MIAMI - Good morning from Florida, where the Nationals will finish their season in the next three days by helping the Marlins close down Sun Life Stadium as a baseball facility. The Marlins, of course, move into a new ballpark in Little Havana next year (and will be known as the Miami Marlins from here on out), so for those of you who get misty about the sight of unoccupied orange seats, take your opportunity to see them now.
If the Nationals sweep the series, of course, they'll finish 81-80, ending the year with their first winning record since moving to Washington (even if that's with some slight help from a rained-out second game of a doubleheader against the Dodgers on Sept. 8). They closed their home schedule yesterday with a 3-0 win over the Atlanta Braves, before a raucous crowd of 37,638 that clearly had visions of better times soon to come.

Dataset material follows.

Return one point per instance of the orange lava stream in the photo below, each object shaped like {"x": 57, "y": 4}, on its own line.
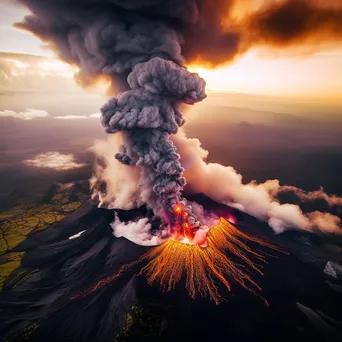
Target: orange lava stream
{"x": 203, "y": 268}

There was plenty to like about the Nationals' performance - Ross Detwiler's six shutout innings, Henry Rodriguez's seventh-inning dominance and a two-run homer to right field on an 0-2 pitch by Michael Morse - and the Nationals have delivered positive signs all month. Their team ERA of 3.36 this month is the ninth-best in baseball, and their bullpen has been especially good (with baseball's third-best Fielding Independent Pitching mark this month at 2.94). And the numbers have translated to wins on the field; the Nationals' 15-9 mark this month is tied for the third-best in baseball, and they would match their 17-10 record in June with a series win in Florida.
But as well as the team has played, it's worth invoking a traditional baseball caveat: Always be careful about placing stock in spring training and September results.
The Nationals took two of three from the Braves, but those games are the only ones they've played this month against a team with something on the line. Their four-game sweep in Philadelphia came after the Phillies had clinched the best record in the National League, and their other wins have come against the Marlins, Mets, Dodgers and Astros, who are a combined 74 games under .500 this year.
Even shortstop Ian Desmond was careful to get too euphoric about the team's performance in September. While he said he was excited to think about what would happen in the future, when he was asked on Sunday what the September results meant, he said, "Nothing. We're not going to the playoffs. That's the goal."
None of this is to say the Nationals haven't made progress this month; they were still playing a supremely talented, if not supremely motivated Phillies team, and the two games they took from the Braves helped reduce Atlanta's lead to one game in the wild card race. But the Nationals have done this before; they surged to a 15-12 record in September 2007, helping the Phillies catch the Mets in the NL East in the process, and went into the offseason with all sorts of optimism. The next year, they won 59 games.
There's no question the Nationals have more talent in place now than they've had at any point since coming to Washington, and a couple moves could make them relevant in 2012. What they're doing in September, though, doesn't guarantee that will happen.